# Producing CO2 in a propogator without using pressurised gas.



## Steve Smith (13 Jul 2009)

Hey guys.  I just stumbled on an idea which I may be tempted to try out if I have the time.  I've read here that you can use peat in the substrate of your propogator which produces CO2 as it decomposes.  I thought it was quite an interesting idea!

After a very brief search, I found this PDF document.  I've not read it TBH, just the overview, but it suggests that CO2 production is best at about 85% humidity.

The only thing I'm not so sure about is the smell it'll no doubt produce   

I thought it was an interesting topic, seeing as some of us are starting to get into this emerse lark (I got mine setup over the weekend!)


----------



## a1Matt (13 Jul 2009)

Interesting.  

Diana Walstad's low tech soil under substrate method claims that CO2 is produced by the soil.  (She also mentions not having too much movement at the water surface, or you gas off the CO2 that is created.)

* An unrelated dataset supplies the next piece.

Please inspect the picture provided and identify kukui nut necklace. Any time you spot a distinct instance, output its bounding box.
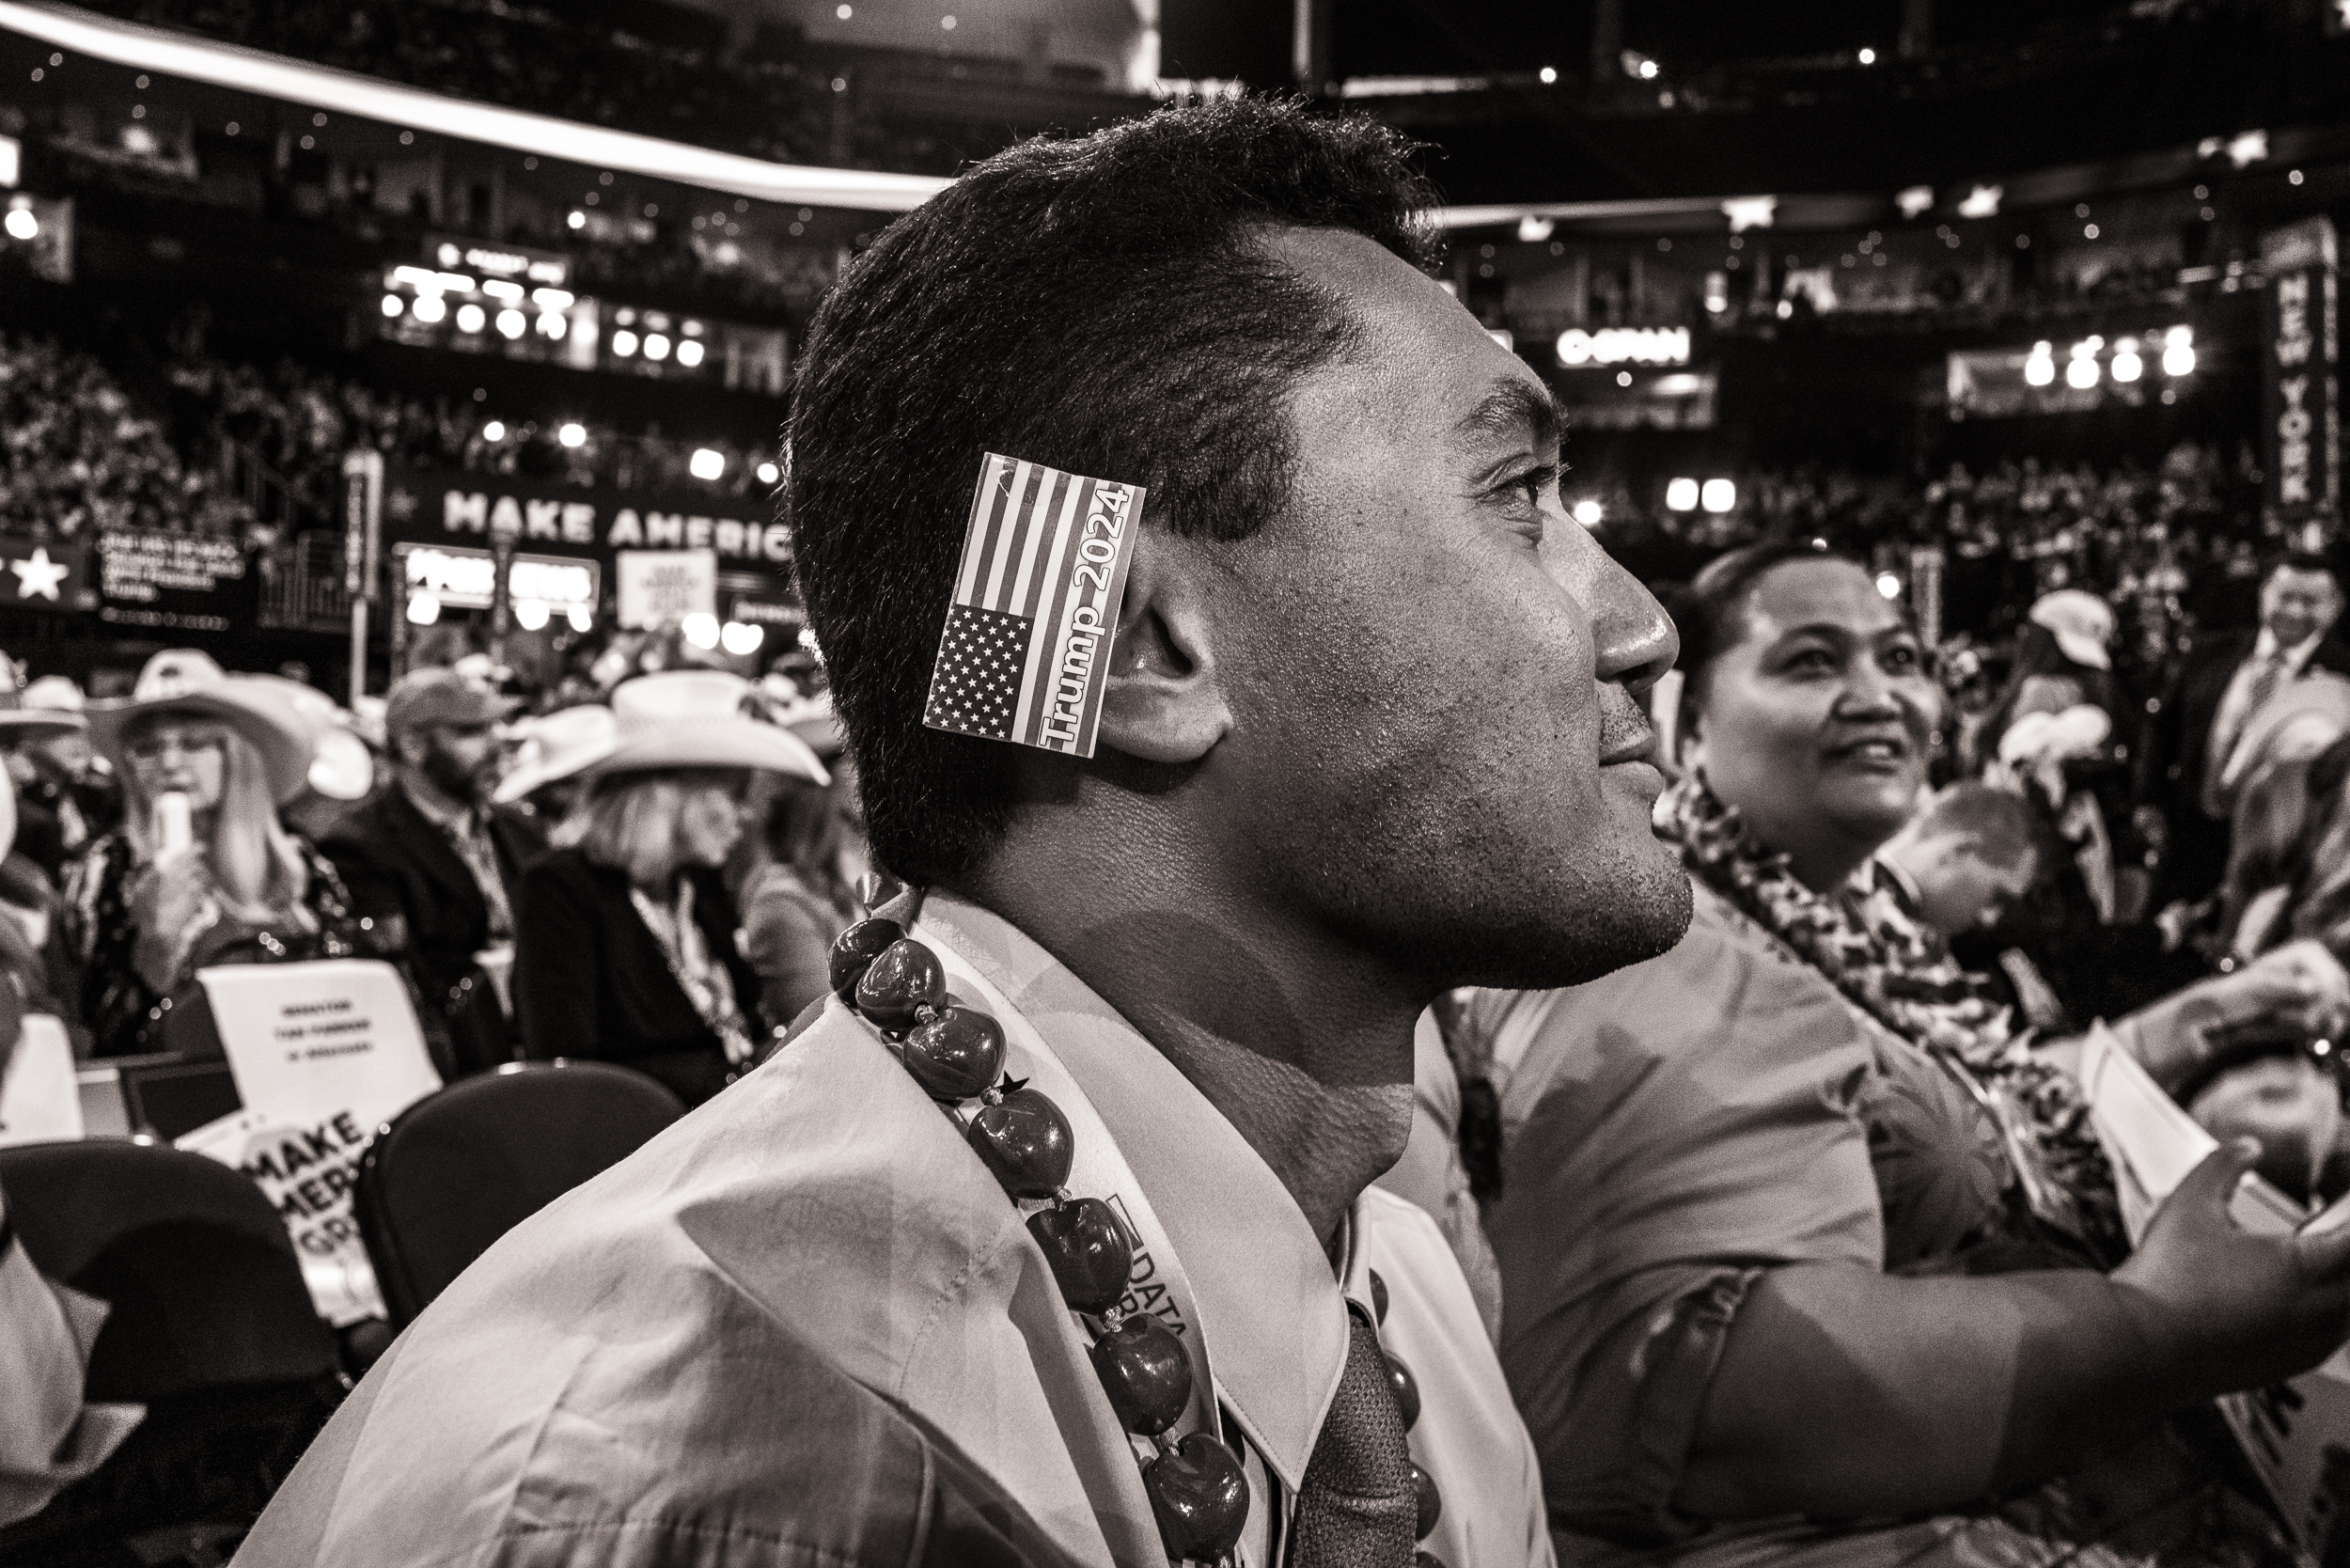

Sounds like the same theory to me here.  So I guess that theory holds up for other soils (EDIT - most soils maybe? or just 'decomposing' stuff like leaf mulch, etc.  watch out Steve we might be turning into gardeners   ) and not just peat. Which is good, as peat is not very in fashion at the moment (peat bogs being endangered and whatnot).


----------



## a1Matt (13 Jul 2009)

As Steve Pushak is sealing the lid this will give 100% humidity, I think that will work with some species but not others.
I have fittonia's in my emmersed setup that start rotting when the humidity is too high.
HC on the other hand loves it.

From reading aorund another thing about sealing the lid is that you have to be really careful 1/ not to overwater  (literally just put a dribble of water in) or things can go mouldy real quick.  2/ do not let it overheat.

I'd prefer to have some ventilation and lose the CO2, seems less risky.

All good food for thought though


----------



## GreenNeedle (13 Jul 2009)

You don't need to gain CO2 when there 450ppm in the atmosphere 

AC


----------